In 1912 when Robinson died, her address was listed as 502 West Pearl Street in Jackson, Mississippi.

==Education and training==
In 1866, Robinson enrolled on opening day in the new Fisk Colored School at Nashville, founded by the American Missionary Association. Her teaching career began at the age of thirteen. She earned money for tuition and living expenses by teaching during the summer breaks each year.

In 1870, the US Census recorded the Robinson family lived in Davidson County, Tennessee. Her father Patrick Robinson, age 40, was noted as born in Virginia, and with the occupation of carpenter. He was classified as mulatto or mixed-race. Her mother was Elizabeth Robinson, age 34, born in Tennessee, also classified as mixed-race, which meant that both lines (and America and her siblings) had European-American ancestry as well as African. Her brother Martin Robinson, age 11, born in Tennessee, was also still living at home.

In 1875, Fisk University graduated James Dallas Burrus, John Houston Burrus, America W. Robinson, and Virginia Eliza Walker as the first class of Fisk University. These classmates were the first blacks to earn a bachelor's degree from a liberal arts college located south of the Mason–Dixon line In the late 1870s, Robinson and James Dallas Burrus became engaged, and Burrus borrowed money from her in order to attend graduate school at Dartmouth. But they ended their engagement by 1878. In 1890, Robinson earned a Master of Arts degree from Fisk.

Robinson married Edward Lucas, a schoolteacher, and the couple moved to Noxubee County, Mississippi. She opened a teacher's school and dedicated her life to the education of black children.

==Fisk Jubilee Singers==

The Fisk Jubilee Singers, circa 1870s

Robinson became a member of the Fisk Jubilee Singers, and was the only Jubilee singer to graduate from Fisk University.
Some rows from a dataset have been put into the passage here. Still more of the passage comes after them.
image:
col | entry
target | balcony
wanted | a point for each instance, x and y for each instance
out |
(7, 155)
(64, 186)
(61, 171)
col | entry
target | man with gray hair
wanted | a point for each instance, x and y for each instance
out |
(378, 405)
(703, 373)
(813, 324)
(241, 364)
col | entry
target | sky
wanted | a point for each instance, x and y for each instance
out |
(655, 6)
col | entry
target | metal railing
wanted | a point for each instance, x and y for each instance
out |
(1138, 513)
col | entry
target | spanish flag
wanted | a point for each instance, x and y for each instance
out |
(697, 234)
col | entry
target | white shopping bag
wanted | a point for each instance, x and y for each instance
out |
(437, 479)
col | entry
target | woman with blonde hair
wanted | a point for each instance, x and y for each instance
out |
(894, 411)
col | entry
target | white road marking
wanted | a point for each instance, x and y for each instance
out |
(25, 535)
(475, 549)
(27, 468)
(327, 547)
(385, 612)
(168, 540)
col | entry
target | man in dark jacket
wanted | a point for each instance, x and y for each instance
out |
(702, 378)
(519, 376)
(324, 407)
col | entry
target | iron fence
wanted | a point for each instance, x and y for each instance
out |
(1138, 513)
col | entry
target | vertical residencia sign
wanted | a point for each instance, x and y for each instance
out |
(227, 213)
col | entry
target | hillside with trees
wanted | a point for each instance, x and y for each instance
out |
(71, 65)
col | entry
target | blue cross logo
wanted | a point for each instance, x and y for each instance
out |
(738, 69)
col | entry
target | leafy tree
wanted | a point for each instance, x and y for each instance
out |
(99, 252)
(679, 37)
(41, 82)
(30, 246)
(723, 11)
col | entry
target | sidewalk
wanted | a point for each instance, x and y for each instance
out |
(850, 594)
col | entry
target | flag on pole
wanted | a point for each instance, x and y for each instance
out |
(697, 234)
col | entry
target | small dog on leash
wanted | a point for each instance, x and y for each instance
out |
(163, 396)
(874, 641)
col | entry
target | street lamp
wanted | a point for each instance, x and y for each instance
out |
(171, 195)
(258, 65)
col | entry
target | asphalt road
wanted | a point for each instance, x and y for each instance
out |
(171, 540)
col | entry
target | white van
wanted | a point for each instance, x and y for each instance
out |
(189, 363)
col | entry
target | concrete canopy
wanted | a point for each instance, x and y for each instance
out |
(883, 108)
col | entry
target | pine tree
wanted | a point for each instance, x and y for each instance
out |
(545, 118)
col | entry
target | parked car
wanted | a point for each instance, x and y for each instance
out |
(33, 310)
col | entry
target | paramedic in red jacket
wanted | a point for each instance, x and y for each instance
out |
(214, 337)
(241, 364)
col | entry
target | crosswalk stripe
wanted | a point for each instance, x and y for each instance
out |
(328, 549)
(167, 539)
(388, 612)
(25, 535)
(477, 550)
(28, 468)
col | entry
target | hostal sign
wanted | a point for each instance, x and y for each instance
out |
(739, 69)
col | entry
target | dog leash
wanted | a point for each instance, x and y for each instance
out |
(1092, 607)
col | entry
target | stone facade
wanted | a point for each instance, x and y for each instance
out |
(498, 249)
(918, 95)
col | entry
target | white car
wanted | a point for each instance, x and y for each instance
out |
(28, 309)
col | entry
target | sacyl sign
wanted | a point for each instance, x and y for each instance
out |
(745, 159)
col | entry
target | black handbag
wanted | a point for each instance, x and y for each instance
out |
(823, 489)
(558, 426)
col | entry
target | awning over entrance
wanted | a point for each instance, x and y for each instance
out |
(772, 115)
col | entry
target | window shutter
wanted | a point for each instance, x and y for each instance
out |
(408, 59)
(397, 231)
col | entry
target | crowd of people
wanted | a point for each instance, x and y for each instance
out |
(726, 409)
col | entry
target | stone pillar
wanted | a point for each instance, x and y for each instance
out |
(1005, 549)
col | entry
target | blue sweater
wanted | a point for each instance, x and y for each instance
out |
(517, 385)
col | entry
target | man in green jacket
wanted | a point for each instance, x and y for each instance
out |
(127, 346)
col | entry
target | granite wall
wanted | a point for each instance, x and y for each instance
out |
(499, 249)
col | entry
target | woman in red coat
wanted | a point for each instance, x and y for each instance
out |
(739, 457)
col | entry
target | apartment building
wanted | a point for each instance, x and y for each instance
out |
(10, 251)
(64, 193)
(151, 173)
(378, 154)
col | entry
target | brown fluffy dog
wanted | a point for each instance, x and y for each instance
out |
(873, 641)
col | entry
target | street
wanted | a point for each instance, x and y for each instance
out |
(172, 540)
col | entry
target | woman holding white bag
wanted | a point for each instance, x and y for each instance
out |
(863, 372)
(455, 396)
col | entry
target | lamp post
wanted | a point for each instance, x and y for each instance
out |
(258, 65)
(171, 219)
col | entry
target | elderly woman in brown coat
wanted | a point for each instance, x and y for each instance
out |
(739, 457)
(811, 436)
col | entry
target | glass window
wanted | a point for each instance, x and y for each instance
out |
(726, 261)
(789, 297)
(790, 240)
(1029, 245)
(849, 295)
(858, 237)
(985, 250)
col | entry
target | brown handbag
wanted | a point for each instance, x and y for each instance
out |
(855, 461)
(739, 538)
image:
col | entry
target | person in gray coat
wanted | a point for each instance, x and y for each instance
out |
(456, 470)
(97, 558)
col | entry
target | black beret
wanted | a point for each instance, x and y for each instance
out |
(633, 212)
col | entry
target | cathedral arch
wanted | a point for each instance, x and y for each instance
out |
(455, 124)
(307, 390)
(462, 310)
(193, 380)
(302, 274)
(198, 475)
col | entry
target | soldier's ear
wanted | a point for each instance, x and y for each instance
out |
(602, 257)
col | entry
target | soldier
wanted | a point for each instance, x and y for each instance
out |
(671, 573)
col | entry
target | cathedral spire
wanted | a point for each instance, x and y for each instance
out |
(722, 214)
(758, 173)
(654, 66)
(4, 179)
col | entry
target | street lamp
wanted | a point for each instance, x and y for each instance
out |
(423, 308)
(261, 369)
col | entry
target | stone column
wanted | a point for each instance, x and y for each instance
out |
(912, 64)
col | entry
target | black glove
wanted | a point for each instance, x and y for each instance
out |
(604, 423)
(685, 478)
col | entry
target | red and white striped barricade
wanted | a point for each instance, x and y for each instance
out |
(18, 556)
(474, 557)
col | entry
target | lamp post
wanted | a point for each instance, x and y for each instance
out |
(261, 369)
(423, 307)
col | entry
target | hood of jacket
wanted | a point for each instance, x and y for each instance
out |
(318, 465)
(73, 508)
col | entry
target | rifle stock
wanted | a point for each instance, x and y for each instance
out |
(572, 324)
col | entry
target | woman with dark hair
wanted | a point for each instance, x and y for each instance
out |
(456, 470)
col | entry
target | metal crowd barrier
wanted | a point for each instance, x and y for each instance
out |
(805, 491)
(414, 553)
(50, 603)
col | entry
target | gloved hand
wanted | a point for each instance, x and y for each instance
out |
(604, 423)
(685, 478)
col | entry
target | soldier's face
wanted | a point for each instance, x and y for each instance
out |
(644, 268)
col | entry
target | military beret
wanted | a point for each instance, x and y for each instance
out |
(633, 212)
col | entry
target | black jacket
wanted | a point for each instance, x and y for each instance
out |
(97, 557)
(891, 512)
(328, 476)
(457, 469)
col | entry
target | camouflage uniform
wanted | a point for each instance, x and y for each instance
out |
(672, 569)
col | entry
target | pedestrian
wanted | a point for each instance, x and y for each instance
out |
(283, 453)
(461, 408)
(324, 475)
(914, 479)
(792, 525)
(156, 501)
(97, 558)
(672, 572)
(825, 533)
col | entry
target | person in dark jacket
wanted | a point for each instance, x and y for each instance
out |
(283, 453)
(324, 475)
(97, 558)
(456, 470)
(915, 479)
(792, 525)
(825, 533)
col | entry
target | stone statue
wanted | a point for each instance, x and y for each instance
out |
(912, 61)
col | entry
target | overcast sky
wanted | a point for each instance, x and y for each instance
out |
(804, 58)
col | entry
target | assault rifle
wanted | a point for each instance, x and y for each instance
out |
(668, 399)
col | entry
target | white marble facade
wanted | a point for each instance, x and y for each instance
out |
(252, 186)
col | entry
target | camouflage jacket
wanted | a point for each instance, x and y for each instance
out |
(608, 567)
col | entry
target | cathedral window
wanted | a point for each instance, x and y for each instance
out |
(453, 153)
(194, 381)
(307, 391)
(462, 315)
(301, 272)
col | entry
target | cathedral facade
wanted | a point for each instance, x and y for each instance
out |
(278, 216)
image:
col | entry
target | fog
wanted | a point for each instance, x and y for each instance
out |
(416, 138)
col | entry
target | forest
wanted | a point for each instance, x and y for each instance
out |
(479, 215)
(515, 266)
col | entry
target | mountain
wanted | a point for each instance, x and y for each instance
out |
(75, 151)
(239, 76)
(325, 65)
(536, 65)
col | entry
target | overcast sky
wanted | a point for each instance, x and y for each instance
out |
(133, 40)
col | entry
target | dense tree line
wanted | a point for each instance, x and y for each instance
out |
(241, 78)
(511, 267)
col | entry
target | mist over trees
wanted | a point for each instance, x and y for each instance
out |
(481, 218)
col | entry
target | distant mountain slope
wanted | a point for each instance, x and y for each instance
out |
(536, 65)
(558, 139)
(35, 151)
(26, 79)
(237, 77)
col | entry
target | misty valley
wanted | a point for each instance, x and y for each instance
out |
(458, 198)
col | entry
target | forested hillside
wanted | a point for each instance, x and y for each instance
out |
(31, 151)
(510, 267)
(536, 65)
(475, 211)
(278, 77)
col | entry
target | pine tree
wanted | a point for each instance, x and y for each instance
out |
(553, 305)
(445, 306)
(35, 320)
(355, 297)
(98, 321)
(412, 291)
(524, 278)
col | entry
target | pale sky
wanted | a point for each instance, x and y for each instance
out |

Because they were touring, she did not attend her graduation ceremony. For the third tour from January 1875 until July 1878, she was a lead contralto with the Fisk Jubilee Singers.
The group photograph of the Fisk Jubilee Singers, circa 1870s, shows the following members: Jennie Jackson – soprano, Maggie L. Porter – soprano, Edmund W. Watkins – bass, Mabel R. Lewis – contralto, Ella Sheppard – pianist, Maggie Carnes – soprano, Hinton D. Alexander – tenor, Frederick J. Loudin – bass, and America W. Robinson – contralto. During her time with the singers, Robinson asked for and won better pay and working conditions.

Robinson continued to tour with the Fisk Jubilee Singers until 1878. After touring Europe for 3 years, she stayed in Europe and studied French and German before returning to the United States to make a life as a teacher. She earned a master's degree in 1890. She became principal of the Macon Public School in Macon, Mississippi.